The Bottom Line
If you're a grown-up, these gluten-free cones will make you feel like a kid again. If your kids have celiac disease, you can send these cones along to birthday parties and ice cream parlors.
Pros
- Texture and taste like "regular" ice cream cones
- Reasonably priced
- Packaged well -- Cones don't come out of the box in little pieces
Cons
- Can be hard to find in local stores
Description
- Taste and texture reminiscent of "regular" waffle cones
- Sturdy when filled with ice cream -- Won't crumble or fall apart
- They don't get crushed in the box
Guide Review - Let's Do... Gluten-Free Ice Cream Cones
Let's Do...Organic, the company that already makes my favorite gluten-free gummy bears, sent me a box of their new gluten-free ice cream cones to review. I've been gluten-free since 1999, and even back then it had been years since I'd eaten ice cream in a cone. Last week, the Let's Do...Gluten-Free Ice Cream Cones arrived in the mail. I opened the box, unwrapped a stack of cones from their cellophane wrapping, loaded one with ice cream, sat down at the kitchen table, and started to lick my ice cream... and all of a sudden I was transported back to summer nights in my parents' kitchen, when I was a little kid and my dad would put ice cream into cones for my brother and me. I had forgotten what it was like to revolve an ice cream cone in your hands so you can lick methodically to keep it all from melting. When I got down to the place where you have to break off some of the cone, the texture was just like I remembered. These cones are wonderful.
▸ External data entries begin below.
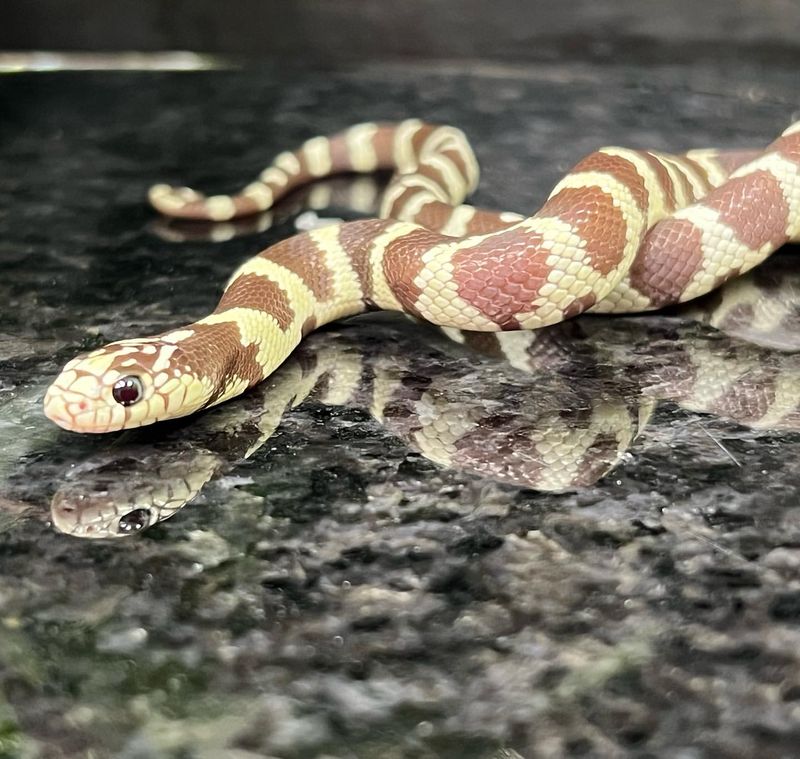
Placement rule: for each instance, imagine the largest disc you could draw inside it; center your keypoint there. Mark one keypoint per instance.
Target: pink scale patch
(754, 207)
(502, 275)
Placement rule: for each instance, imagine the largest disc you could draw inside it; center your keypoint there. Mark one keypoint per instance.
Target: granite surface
(339, 593)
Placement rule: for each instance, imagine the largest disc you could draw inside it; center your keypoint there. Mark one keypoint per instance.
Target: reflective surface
(398, 546)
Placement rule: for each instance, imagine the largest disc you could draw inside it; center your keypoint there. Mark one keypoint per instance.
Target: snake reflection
(554, 410)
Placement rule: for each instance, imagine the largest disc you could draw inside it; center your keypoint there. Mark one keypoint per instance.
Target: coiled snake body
(624, 231)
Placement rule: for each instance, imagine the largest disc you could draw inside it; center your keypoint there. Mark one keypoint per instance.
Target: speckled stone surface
(338, 594)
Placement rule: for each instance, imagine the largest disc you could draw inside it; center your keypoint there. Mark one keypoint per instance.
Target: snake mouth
(76, 413)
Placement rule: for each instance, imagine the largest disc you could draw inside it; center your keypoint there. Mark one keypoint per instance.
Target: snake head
(126, 384)
(124, 492)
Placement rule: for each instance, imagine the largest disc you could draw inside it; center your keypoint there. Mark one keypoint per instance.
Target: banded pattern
(553, 435)
(625, 230)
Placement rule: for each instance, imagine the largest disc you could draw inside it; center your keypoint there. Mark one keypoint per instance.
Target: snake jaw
(85, 396)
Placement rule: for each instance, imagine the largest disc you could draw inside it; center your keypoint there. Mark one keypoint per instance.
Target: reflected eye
(127, 390)
(135, 521)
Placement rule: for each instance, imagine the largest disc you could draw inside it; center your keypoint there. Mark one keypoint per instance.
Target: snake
(624, 231)
(553, 434)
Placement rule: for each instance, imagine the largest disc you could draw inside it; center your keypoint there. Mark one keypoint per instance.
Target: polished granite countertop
(398, 546)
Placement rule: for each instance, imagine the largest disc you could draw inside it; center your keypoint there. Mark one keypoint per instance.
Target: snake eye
(135, 521)
(127, 390)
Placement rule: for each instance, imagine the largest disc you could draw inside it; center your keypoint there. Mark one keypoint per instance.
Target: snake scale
(624, 231)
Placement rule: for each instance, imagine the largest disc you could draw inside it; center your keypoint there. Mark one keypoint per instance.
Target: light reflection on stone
(553, 410)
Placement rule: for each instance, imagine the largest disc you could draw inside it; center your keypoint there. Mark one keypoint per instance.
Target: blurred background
(324, 32)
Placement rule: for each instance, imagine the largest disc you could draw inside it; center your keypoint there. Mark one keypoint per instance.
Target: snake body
(553, 433)
(624, 231)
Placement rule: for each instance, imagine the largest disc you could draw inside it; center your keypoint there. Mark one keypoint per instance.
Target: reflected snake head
(122, 497)
(126, 384)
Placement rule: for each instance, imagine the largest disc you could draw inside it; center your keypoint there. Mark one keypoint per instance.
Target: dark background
(333, 31)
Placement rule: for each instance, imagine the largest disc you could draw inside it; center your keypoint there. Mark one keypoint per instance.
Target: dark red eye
(134, 521)
(127, 390)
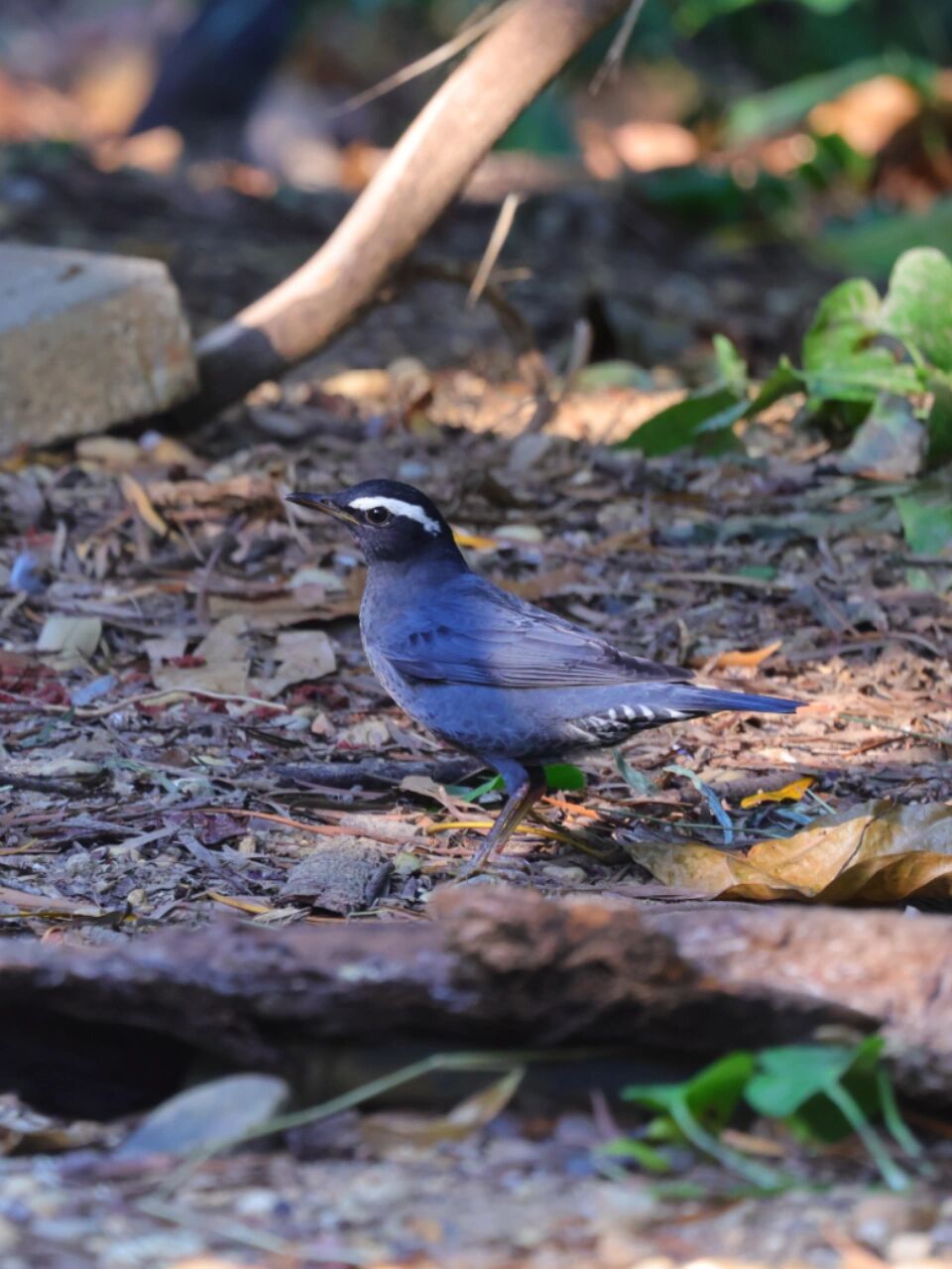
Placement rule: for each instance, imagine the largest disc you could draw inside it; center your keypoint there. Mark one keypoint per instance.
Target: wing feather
(483, 636)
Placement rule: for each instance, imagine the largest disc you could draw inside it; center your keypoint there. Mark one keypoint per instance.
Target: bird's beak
(323, 503)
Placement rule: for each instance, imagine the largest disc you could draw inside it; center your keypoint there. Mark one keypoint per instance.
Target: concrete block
(85, 341)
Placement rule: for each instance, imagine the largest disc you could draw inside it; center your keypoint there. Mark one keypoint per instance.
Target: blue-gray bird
(490, 673)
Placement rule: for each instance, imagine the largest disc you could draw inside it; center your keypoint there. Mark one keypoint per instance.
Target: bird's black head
(392, 522)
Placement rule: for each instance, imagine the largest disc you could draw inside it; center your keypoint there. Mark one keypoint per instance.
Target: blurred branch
(615, 56)
(465, 37)
(428, 165)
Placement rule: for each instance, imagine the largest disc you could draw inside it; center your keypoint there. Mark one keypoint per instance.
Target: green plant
(823, 1092)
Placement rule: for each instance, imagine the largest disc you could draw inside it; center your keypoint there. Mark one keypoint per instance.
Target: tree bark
(424, 171)
(502, 967)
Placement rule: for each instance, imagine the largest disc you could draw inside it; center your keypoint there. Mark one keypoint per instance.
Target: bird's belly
(520, 723)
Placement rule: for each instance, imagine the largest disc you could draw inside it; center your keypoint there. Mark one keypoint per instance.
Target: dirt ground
(181, 682)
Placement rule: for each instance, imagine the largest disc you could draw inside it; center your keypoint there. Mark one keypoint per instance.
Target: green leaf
(841, 359)
(465, 795)
(611, 374)
(559, 776)
(939, 422)
(732, 367)
(786, 105)
(918, 305)
(636, 779)
(678, 426)
(793, 1074)
(782, 381)
(874, 244)
(564, 777)
(844, 317)
(711, 1095)
(927, 518)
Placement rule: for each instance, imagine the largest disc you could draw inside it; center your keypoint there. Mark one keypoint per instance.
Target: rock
(204, 1114)
(338, 876)
(85, 341)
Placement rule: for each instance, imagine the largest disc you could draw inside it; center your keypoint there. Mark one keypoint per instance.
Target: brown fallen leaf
(391, 1128)
(136, 496)
(224, 654)
(300, 656)
(28, 901)
(744, 660)
(878, 853)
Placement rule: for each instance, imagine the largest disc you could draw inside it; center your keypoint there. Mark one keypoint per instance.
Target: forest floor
(181, 687)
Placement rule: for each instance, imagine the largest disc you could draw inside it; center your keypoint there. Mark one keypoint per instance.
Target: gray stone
(86, 341)
(205, 1114)
(340, 876)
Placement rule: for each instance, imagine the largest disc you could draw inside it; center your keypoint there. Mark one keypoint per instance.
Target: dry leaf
(706, 871)
(472, 1114)
(744, 660)
(883, 854)
(791, 792)
(300, 656)
(136, 495)
(76, 636)
(110, 451)
(56, 905)
(226, 663)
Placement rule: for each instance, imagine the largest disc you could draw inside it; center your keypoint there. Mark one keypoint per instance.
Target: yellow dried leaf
(746, 660)
(476, 1112)
(136, 495)
(706, 871)
(791, 792)
(878, 853)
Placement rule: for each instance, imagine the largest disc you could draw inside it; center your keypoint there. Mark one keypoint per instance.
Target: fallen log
(421, 176)
(500, 967)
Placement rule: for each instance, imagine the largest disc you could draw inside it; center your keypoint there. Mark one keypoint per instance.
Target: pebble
(204, 1114)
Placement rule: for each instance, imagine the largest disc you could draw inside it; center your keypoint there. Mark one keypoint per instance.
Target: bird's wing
(477, 633)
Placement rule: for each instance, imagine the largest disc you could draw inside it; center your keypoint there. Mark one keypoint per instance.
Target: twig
(423, 172)
(497, 240)
(427, 63)
(611, 64)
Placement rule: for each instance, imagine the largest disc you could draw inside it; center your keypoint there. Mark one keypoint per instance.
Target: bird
(488, 673)
(215, 68)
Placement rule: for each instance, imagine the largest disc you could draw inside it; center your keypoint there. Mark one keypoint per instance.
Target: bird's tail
(700, 700)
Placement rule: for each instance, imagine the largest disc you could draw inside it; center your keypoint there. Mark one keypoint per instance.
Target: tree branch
(423, 172)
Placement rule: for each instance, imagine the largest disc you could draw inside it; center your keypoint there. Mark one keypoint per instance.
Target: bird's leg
(525, 786)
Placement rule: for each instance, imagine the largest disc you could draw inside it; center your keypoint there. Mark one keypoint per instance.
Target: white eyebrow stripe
(399, 508)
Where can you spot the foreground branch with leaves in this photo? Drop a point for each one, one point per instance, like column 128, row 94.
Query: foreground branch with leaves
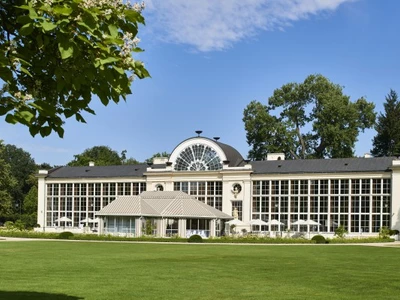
column 312, row 119
column 55, row 55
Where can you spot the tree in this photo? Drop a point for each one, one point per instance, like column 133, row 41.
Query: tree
column 56, row 54
column 128, row 161
column 29, row 218
column 387, row 140
column 7, row 184
column 22, row 166
column 100, row 155
column 313, row 119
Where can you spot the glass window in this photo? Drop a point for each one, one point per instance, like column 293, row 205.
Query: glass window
column 198, row 157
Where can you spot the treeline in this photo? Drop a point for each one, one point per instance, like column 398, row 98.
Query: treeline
column 315, row 119
column 18, row 183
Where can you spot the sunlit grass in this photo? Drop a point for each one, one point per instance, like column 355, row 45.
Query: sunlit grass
column 104, row 270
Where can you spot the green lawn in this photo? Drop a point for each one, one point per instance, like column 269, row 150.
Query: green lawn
column 103, row 270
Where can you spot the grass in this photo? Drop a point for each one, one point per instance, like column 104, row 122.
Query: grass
column 67, row 270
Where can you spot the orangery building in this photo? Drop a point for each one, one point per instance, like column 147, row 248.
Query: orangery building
column 205, row 184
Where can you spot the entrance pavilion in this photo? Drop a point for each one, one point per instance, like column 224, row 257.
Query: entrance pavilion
column 162, row 214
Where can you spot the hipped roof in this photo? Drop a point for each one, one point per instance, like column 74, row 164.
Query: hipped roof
column 162, row 204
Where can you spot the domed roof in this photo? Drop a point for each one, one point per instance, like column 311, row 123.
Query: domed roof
column 204, row 154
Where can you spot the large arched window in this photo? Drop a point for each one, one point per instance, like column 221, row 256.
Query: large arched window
column 198, row 157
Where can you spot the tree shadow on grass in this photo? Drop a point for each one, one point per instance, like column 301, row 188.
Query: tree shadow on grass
column 24, row 295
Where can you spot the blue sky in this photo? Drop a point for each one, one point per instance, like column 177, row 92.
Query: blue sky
column 208, row 59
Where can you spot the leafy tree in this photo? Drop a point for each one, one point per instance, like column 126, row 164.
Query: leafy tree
column 22, row 166
column 7, row 185
column 158, row 154
column 30, row 201
column 387, row 140
column 313, row 119
column 100, row 155
column 128, row 161
column 29, row 218
column 56, row 54
column 341, row 232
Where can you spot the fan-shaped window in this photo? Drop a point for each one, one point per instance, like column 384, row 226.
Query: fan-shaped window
column 198, row 157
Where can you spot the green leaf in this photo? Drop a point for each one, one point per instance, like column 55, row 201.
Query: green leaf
column 11, row 119
column 44, row 107
column 6, row 74
column 33, row 130
column 24, row 19
column 48, row 26
column 66, row 49
column 26, row 29
column 60, row 131
column 26, row 115
column 119, row 70
column 26, row 71
column 109, row 60
column 113, row 30
column 45, row 131
column 62, row 10
column 134, row 16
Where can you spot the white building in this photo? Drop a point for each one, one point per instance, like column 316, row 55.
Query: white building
column 363, row 194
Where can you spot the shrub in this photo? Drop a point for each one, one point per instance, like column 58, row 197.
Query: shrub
column 19, row 225
column 384, row 232
column 341, row 232
column 65, row 235
column 195, row 239
column 9, row 225
column 319, row 239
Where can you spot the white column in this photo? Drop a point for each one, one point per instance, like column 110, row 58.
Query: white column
column 101, row 226
column 212, row 228
column 138, row 227
column 182, row 228
column 395, row 211
column 41, row 214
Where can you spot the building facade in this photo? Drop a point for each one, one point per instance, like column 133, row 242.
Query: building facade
column 362, row 194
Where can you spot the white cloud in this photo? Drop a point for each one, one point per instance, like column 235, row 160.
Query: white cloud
column 209, row 25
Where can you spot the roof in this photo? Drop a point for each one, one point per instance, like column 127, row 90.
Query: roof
column 161, row 204
column 98, row 171
column 234, row 157
column 340, row 165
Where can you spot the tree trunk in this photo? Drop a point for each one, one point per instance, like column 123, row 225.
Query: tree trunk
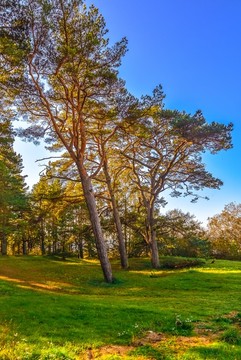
column 80, row 248
column 24, row 247
column 42, row 244
column 121, row 241
column 96, row 227
column 151, row 238
column 4, row 244
column 155, row 261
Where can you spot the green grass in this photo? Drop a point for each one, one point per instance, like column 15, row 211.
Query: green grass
column 52, row 309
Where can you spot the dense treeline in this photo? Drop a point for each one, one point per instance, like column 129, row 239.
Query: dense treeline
column 118, row 155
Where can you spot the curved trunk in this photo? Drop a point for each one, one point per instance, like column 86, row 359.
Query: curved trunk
column 121, row 241
column 4, row 244
column 151, row 238
column 96, row 227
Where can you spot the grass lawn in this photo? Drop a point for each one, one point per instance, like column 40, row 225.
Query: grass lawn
column 52, row 309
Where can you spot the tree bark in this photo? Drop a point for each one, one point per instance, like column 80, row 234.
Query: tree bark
column 4, row 244
column 121, row 241
column 151, row 238
column 155, row 261
column 96, row 227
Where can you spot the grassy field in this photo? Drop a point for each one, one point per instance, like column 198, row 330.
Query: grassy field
column 52, row 309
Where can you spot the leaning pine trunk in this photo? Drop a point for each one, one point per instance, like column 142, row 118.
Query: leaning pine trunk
column 151, row 239
column 95, row 222
column 154, row 251
column 121, row 241
column 4, row 244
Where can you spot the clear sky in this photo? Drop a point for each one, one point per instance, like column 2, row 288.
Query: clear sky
column 192, row 48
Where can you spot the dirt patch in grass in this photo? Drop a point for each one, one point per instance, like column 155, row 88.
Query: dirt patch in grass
column 108, row 350
column 175, row 344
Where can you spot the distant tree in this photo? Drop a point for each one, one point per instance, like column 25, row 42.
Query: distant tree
column 224, row 232
column 70, row 78
column 164, row 153
column 180, row 234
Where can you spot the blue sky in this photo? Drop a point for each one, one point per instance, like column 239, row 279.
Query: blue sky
column 193, row 48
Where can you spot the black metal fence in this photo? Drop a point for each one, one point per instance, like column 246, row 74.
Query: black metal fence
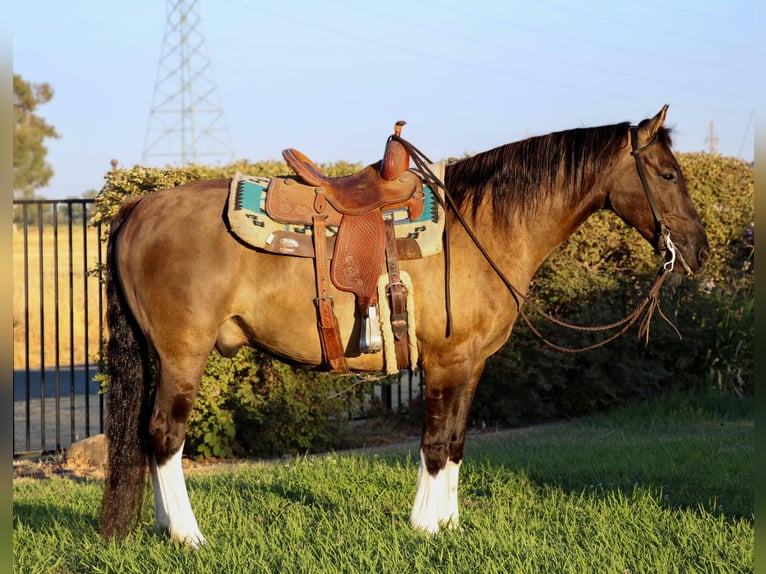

The next night, I took a cone over to my local Baskin-Robbins Ice Cream store (where all the allergens are posted for every flavor). The guy who worked there happily loaded my ice cream into my gluten-free cone.
I've seen gluten-free ice cream cones before, but I've always been put off by the price. In this case, the manufacturer's recommended price for 12 cones is $3.99 -- still more expensive than "regular" ice cream cones, but not exorbitantly so.
A representative of the company told me that these cones can be found "in mainstream supermarkets such as Stop & Shop, Wegmans, Hannaford Bros, Albertsons, Shaws, QFC, Ralphs, Publix, and Safeway." My local Stop & Shop doesn't carry them, but I am going to march over there with a copy of this review and ask the manager to start stocking them.